Tools: Defining the Functions

Two basic filesystem tools, using the pathlib code from earlier:

from pathlib import Path

def list_folder(path: str) -> str:
    """List the files and folders inside a folder."""
    items = [p.name for p in Path(path).iterdir()]
    return "\n".join(items)

def read_file(path: str, line_numbers: bool = False) -> str:
    """Read a file's contents, optionally with line numbers."""
    text = Path(path).read_text()
    if line_numbers:
        lines = text.splitlines()
        return "\n".join(f"{i+1}: {line}" for i, line in enumerate(lines))
    return text

Tools: Describing Them to the Model

The OpenAI API wants a JSON description of each tool, with a schema for its arguments.

tools = [
    {
        "type": "function",
        "function": {
            "name": "list_folder",
            "description": "List the files and folders inside a folder.",
            "parameters": {
                "type": "object",
                "properties": {
                    "path": {"type": "string", "description": "Path to the folder"}
                },
                "required": ["path"],
            },
        },
    },
    {
        "type": "function",
        "function": {
            "name": "read_file",
            "description": "Read a file's contents, optionally prefixed with line numbers.",
            "parameters": {
                "type": "object",
                "properties": {
                    "path": {"type": "string", "description": "Path to the file"},
                    "line_numbers": {"type": "boolean", "description": "Include line numbers?"},
                },
                "required": ["path"],
            },
        },
    },
]

The llm library generated this for us automatically from the function’s type hints; here we write it by hand. (Tip: ask an LLM to do it for you!)

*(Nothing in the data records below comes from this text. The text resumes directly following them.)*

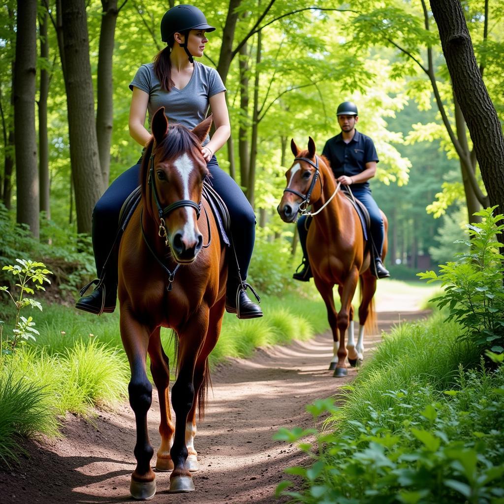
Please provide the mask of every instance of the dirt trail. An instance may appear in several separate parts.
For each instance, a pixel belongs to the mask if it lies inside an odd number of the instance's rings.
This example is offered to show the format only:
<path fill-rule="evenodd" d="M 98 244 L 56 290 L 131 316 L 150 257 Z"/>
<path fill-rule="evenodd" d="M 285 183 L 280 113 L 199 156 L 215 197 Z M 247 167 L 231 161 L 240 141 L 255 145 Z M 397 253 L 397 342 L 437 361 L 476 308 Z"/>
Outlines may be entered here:
<path fill-rule="evenodd" d="M 427 313 L 379 313 L 379 330 L 387 331 L 394 323 L 422 318 Z M 368 358 L 380 336 L 366 339 Z M 200 465 L 193 475 L 196 490 L 169 494 L 169 473 L 158 473 L 152 501 L 285 501 L 274 496 L 276 485 L 286 477 L 283 470 L 302 463 L 305 458 L 295 446 L 274 442 L 272 436 L 281 427 L 312 426 L 305 405 L 334 394 L 354 377 L 357 371 L 351 369 L 346 379 L 332 377 L 328 370 L 332 354 L 327 333 L 308 342 L 259 350 L 250 359 L 232 359 L 214 371 L 213 393 L 210 393 L 208 412 L 198 425 L 195 442 Z M 149 427 L 155 452 L 160 443 L 159 417 L 157 394 L 153 396 Z M 65 439 L 49 445 L 30 443 L 27 448 L 31 458 L 12 471 L 0 471 L 0 500 L 4 504 L 132 502 L 133 412 L 127 404 L 113 413 L 98 415 L 92 423 L 68 415 L 62 429 Z"/>

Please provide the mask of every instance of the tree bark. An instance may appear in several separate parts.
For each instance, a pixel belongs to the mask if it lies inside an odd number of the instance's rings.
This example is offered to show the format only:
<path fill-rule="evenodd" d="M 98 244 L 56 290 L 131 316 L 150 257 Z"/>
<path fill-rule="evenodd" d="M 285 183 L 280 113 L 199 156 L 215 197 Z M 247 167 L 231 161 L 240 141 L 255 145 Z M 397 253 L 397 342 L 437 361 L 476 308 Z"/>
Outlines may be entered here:
<path fill-rule="evenodd" d="M 248 180 L 247 187 L 247 199 L 254 206 L 254 192 L 256 186 L 256 164 L 257 161 L 258 134 L 259 128 L 259 66 L 261 64 L 261 51 L 262 35 L 257 34 L 257 52 L 256 54 L 256 72 L 254 80 L 254 112 L 252 115 L 252 133 L 250 138 L 250 157 L 248 166 Z"/>
<path fill-rule="evenodd" d="M 504 213 L 504 137 L 478 67 L 460 3 L 430 0 L 443 53 L 474 146 L 490 205 Z M 504 237 L 500 235 L 504 241 Z"/>
<path fill-rule="evenodd" d="M 47 11 L 39 16 L 40 33 L 40 57 L 49 58 L 49 40 L 47 38 Z M 38 172 L 40 192 L 40 211 L 45 212 L 47 219 L 51 217 L 49 182 L 49 149 L 47 137 L 47 96 L 49 94 L 49 73 L 40 70 L 40 95 L 38 100 Z"/>
<path fill-rule="evenodd" d="M 14 131 L 17 221 L 38 238 L 39 185 L 35 129 L 37 0 L 18 0 L 16 37 Z"/>
<path fill-rule="evenodd" d="M 238 151 L 240 156 L 240 183 L 248 185 L 248 53 L 247 44 L 240 49 L 240 116 L 238 130 Z"/>
<path fill-rule="evenodd" d="M 61 2 L 61 19 L 77 232 L 90 233 L 91 217 L 102 192 L 103 179 L 96 139 L 84 0 Z"/>
<path fill-rule="evenodd" d="M 122 5 L 124 4 L 125 2 Z M 101 5 L 103 13 L 98 56 L 96 136 L 103 187 L 107 187 L 110 171 L 110 140 L 113 122 L 112 59 L 119 10 L 117 0 L 102 0 Z"/>

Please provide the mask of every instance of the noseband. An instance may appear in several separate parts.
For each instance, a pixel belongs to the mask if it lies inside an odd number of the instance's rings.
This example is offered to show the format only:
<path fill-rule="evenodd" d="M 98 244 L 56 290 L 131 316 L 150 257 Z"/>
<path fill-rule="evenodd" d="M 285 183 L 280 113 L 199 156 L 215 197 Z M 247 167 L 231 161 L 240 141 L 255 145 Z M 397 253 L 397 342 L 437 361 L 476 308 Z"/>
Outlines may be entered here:
<path fill-rule="evenodd" d="M 294 160 L 306 161 L 308 164 L 311 165 L 311 166 L 315 168 L 315 174 L 313 176 L 313 178 L 311 179 L 311 183 L 310 184 L 310 188 L 308 190 L 308 192 L 306 193 L 306 194 L 303 194 L 302 193 L 300 193 L 299 191 L 297 191 L 295 189 L 291 189 L 289 187 L 286 187 L 284 189 L 284 193 L 292 193 L 293 194 L 295 194 L 296 196 L 298 196 L 303 200 L 300 204 L 299 210 L 298 210 L 300 213 L 302 214 L 306 212 L 306 209 L 309 206 L 310 198 L 311 197 L 311 192 L 313 191 L 313 188 L 315 187 L 315 184 L 317 182 L 317 179 L 319 178 L 319 157 L 317 156 L 315 156 L 314 163 L 311 161 L 311 159 L 308 159 L 308 158 L 296 157 L 294 158 Z M 320 183 L 322 186 L 322 180 L 320 181 Z"/>
<path fill-rule="evenodd" d="M 154 196 L 154 201 L 156 202 L 156 206 L 157 207 L 158 213 L 159 215 L 159 231 L 158 235 L 161 238 L 165 239 L 165 245 L 168 246 L 168 233 L 166 232 L 166 222 L 164 218 L 170 214 L 173 210 L 182 207 L 191 207 L 196 211 L 197 219 L 200 218 L 200 214 L 201 212 L 201 203 L 199 204 L 195 203 L 192 200 L 179 200 L 174 203 L 169 205 L 164 208 L 162 208 L 159 204 L 159 198 L 158 196 L 157 190 L 156 188 L 156 184 L 154 182 L 154 155 L 153 154 L 151 156 L 149 162 L 151 167 L 149 170 L 149 184 L 150 185 L 151 191 Z"/>

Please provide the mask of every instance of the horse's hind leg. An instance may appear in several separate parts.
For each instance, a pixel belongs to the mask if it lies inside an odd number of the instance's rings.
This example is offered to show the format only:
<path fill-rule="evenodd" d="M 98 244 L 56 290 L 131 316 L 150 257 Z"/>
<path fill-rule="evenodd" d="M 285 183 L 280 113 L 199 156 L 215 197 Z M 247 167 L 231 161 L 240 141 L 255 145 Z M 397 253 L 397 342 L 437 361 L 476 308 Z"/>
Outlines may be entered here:
<path fill-rule="evenodd" d="M 152 498 L 156 493 L 155 475 L 150 463 L 154 450 L 147 431 L 147 412 L 152 401 L 152 386 L 145 368 L 149 334 L 146 328 L 127 309 L 121 309 L 120 325 L 121 338 L 131 369 L 128 385 L 130 404 L 135 412 L 137 423 L 134 450 L 137 468 L 132 474 L 130 491 L 135 498 L 146 500 Z"/>
<path fill-rule="evenodd" d="M 199 410 L 200 420 L 203 419 L 205 413 L 206 402 L 207 389 L 210 381 L 208 369 L 208 356 L 217 344 L 219 335 L 222 326 L 222 317 L 224 315 L 225 298 L 223 297 L 217 304 L 210 310 L 208 331 L 205 338 L 203 348 L 198 356 L 198 360 L 194 369 L 195 399 L 189 414 L 185 427 L 185 445 L 187 446 L 187 455 L 185 461 L 187 468 L 191 472 L 197 471 L 198 452 L 194 447 L 194 439 L 196 435 L 196 408 Z"/>
<path fill-rule="evenodd" d="M 175 412 L 175 436 L 170 451 L 174 469 L 170 476 L 170 492 L 194 490 L 191 472 L 185 461 L 188 452 L 185 445 L 187 415 L 195 399 L 193 377 L 197 358 L 208 327 L 208 312 L 202 309 L 195 313 L 179 331 L 179 371 L 171 389 L 171 402 Z"/>
<path fill-rule="evenodd" d="M 373 297 L 376 290 L 376 279 L 368 270 L 361 277 L 360 288 L 362 300 L 359 306 L 359 337 L 355 350 L 358 359 L 361 362 L 364 359 L 364 326 L 368 329 L 374 324 L 374 313 L 373 309 Z M 368 324 L 366 325 L 366 323 Z"/>
<path fill-rule="evenodd" d="M 171 471 L 173 463 L 170 456 L 170 450 L 173 443 L 175 429 L 170 411 L 170 365 L 168 356 L 164 353 L 161 344 L 160 332 L 160 328 L 158 328 L 151 335 L 148 348 L 149 356 L 151 358 L 151 372 L 157 389 L 161 413 L 159 424 L 161 446 L 157 452 L 156 470 Z"/>

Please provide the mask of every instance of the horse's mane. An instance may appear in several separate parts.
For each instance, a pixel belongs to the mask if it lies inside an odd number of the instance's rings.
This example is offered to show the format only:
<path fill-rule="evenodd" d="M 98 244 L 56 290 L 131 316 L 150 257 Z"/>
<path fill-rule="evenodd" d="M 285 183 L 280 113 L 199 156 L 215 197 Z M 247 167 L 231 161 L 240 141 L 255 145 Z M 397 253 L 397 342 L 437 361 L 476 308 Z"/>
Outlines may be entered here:
<path fill-rule="evenodd" d="M 150 167 L 150 160 L 154 148 L 154 137 L 151 139 L 142 160 L 140 170 L 140 181 L 142 192 L 145 194 L 147 190 L 147 180 Z M 192 153 L 197 156 L 200 151 L 200 142 L 196 136 L 183 124 L 178 122 L 170 124 L 168 133 L 161 142 L 156 146 L 154 154 L 160 153 L 161 161 L 175 159 L 185 153 Z"/>

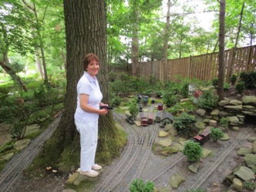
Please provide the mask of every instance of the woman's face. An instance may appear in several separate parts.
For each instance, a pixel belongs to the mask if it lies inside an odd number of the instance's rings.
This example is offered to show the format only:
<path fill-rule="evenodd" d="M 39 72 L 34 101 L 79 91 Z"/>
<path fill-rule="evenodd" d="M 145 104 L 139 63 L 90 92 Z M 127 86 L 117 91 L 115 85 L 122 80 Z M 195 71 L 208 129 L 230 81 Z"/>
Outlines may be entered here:
<path fill-rule="evenodd" d="M 96 75 L 97 75 L 99 69 L 99 62 L 96 62 L 95 59 L 93 59 L 89 64 L 86 68 L 86 71 L 89 75 L 94 77 Z"/>

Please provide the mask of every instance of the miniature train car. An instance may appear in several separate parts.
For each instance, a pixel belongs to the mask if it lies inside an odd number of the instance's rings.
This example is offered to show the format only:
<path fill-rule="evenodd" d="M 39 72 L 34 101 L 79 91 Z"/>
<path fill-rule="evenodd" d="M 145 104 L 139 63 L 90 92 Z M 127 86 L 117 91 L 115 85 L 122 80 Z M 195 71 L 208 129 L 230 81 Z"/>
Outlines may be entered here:
<path fill-rule="evenodd" d="M 163 103 L 158 103 L 157 109 L 160 111 L 163 110 Z"/>
<path fill-rule="evenodd" d="M 147 122 L 149 124 L 153 123 L 153 113 L 150 113 Z"/>
<path fill-rule="evenodd" d="M 160 121 L 161 121 L 161 113 L 158 112 L 156 114 L 156 122 L 160 123 Z"/>
<path fill-rule="evenodd" d="M 141 125 L 143 126 L 147 126 L 147 118 L 144 115 L 143 115 L 141 117 Z"/>
<path fill-rule="evenodd" d="M 143 98 L 144 106 L 147 106 L 148 101 L 149 101 L 149 96 L 143 96 L 142 98 Z"/>
<path fill-rule="evenodd" d="M 193 137 L 194 142 L 199 143 L 200 145 L 204 144 L 210 138 L 211 129 L 205 129 L 201 133 Z"/>

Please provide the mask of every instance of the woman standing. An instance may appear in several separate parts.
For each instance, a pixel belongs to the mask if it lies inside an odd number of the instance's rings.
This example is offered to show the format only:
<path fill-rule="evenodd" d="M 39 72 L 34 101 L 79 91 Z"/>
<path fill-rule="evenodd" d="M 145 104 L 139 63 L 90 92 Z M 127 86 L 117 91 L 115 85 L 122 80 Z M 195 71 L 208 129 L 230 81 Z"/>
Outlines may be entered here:
<path fill-rule="evenodd" d="M 99 69 L 99 57 L 89 53 L 83 61 L 85 70 L 77 83 L 77 106 L 75 113 L 75 124 L 80 133 L 80 169 L 81 175 L 95 177 L 99 175 L 96 170 L 102 167 L 95 163 L 95 155 L 98 140 L 99 114 L 105 116 L 109 110 L 99 109 L 99 106 L 107 106 L 101 100 L 99 83 L 96 76 Z"/>

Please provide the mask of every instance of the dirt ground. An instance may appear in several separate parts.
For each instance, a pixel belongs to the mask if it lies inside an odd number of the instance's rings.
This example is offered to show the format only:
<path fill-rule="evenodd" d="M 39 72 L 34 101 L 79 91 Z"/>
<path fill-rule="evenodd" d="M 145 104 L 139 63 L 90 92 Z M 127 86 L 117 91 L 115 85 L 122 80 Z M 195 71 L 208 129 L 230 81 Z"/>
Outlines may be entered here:
<path fill-rule="evenodd" d="M 244 95 L 254 95 L 256 96 L 256 89 L 247 91 L 244 93 Z M 225 93 L 225 96 L 232 98 L 232 99 L 240 99 L 241 96 L 237 94 L 234 89 L 231 89 L 230 91 Z M 248 136 L 255 136 L 255 126 L 254 126 L 254 130 L 251 131 Z M 237 134 L 234 131 L 231 131 L 229 133 L 229 136 L 231 139 L 234 134 Z M 231 144 L 231 142 L 226 141 L 226 143 L 223 143 L 224 145 Z M 220 151 L 221 150 L 221 146 L 215 146 L 217 143 L 213 143 L 212 142 L 207 143 L 205 147 L 208 150 L 215 150 L 215 153 L 218 153 L 216 151 L 216 149 L 219 148 Z M 241 143 L 241 146 L 247 146 L 248 143 L 247 142 L 243 142 Z M 221 152 L 220 152 L 221 153 Z M 221 163 L 221 167 L 218 168 L 216 173 L 211 177 L 210 180 L 207 184 L 208 191 L 211 192 L 221 192 L 227 191 L 227 187 L 225 187 L 223 184 L 223 178 L 227 176 L 231 170 L 232 170 L 236 166 L 241 163 L 243 159 L 237 155 L 236 152 L 231 153 L 230 154 L 230 158 L 228 160 L 225 160 Z M 154 160 L 157 159 L 160 159 L 163 160 L 163 157 L 153 157 Z M 205 162 L 202 162 L 202 166 L 207 166 L 207 159 L 204 160 Z M 149 163 L 151 163 L 149 162 Z M 153 163 L 157 163 L 154 162 Z M 181 175 L 187 174 L 187 169 L 184 169 L 185 166 L 182 166 L 178 167 L 179 173 Z M 104 171 L 111 172 L 110 169 L 108 167 L 104 167 Z M 226 174 L 226 175 L 225 175 Z M 191 175 L 193 177 L 193 174 Z M 66 177 L 63 177 L 61 175 L 57 173 L 53 173 L 52 171 L 45 170 L 45 167 L 42 170 L 37 170 L 34 172 L 28 173 L 25 177 L 23 176 L 20 179 L 20 180 L 17 181 L 15 189 L 12 191 L 19 191 L 19 192 L 25 192 L 25 191 L 33 191 L 33 192 L 62 192 L 65 189 L 65 182 L 66 181 Z M 157 180 L 156 185 L 157 188 L 168 188 L 167 184 L 161 184 L 160 180 Z M 186 186 L 184 186 L 184 189 L 186 189 Z M 170 190 L 164 190 L 170 191 Z M 173 191 L 184 191 L 184 190 L 173 190 Z M 245 190 L 244 190 L 245 191 Z"/>

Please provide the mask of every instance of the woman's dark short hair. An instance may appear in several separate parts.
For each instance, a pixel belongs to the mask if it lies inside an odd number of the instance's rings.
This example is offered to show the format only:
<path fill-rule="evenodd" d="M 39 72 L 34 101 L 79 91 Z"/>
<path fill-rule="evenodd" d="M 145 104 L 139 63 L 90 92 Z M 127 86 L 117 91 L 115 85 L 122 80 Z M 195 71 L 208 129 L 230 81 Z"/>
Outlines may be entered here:
<path fill-rule="evenodd" d="M 88 53 L 86 56 L 86 57 L 83 59 L 82 63 L 83 63 L 83 69 L 85 71 L 86 71 L 86 68 L 87 68 L 89 63 L 93 60 L 96 60 L 97 62 L 99 62 L 99 57 L 96 55 L 93 54 L 93 53 Z"/>

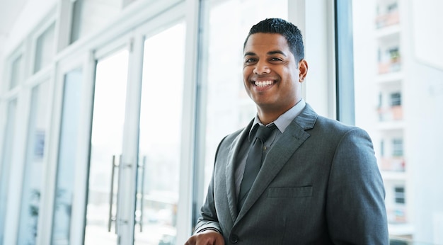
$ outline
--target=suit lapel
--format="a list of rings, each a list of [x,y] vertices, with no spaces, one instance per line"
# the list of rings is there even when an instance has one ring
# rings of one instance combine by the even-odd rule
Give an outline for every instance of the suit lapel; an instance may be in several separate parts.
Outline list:
[[[309,137],[309,134],[305,130],[313,127],[316,118],[317,114],[306,104],[300,115],[286,128],[281,137],[266,155],[257,178],[237,217],[237,221],[245,215],[286,164],[289,159]]]
[[[243,131],[234,139],[231,144],[231,149],[227,156],[227,164],[226,169],[226,195],[228,198],[228,204],[229,206],[229,212],[232,217],[232,220],[236,220],[237,217],[237,196],[236,195],[236,180],[235,171],[236,168],[237,155],[240,151],[242,143],[244,139],[249,135],[249,130],[252,126],[253,120],[249,123],[248,127],[245,127]]]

Tools: The Conversation Loop

Ask the model, run any tools it requests, feed results back, repeat until it’s done.

import json

messages = [{"role": "user", "content":
    f"What files are in {data_dir}? Summarize what one of them says."}]

while True:
    response = client.chat.completions.create(
        model=MODEL, messages=messages, tools=tools,
        extra_body=NO_THINKING)
    message = response.choices[0].message
    messages.append(message)

    if not message.tool_calls:
        break

    for tool_call in message.tool_calls:
        name = tool_call.function.name
        args = json.loads(tool_call.function.arguments)
        print(f"Model called {name}({args})")
        if name == "list_folder":
            result = list_folder(**args)
        elif name == "read_file":
            result = read_file(**args)
        print(f"Tool result:\n{result}")
        messages.append({
            "role": "tool",
            "tool_call_id": tool_call.id,
            "content": result,
        })

print(message.content)
Model called list_folder({'path': '/Users/ka37/cs108-example-data'})
Tool result:
file2.txt
file3.txt
file1.txt
The files in `/Users/ka37/cs108-example-data` are:
- file1.txt
- file2.txt
- file3.txt

Here is a summary of **file1.txt**:

It appears to be a simple introductory text file that likely states: "This is file number 1." or serves as a placeholder to demonstrate file handling capabilities in the CS108 course materials.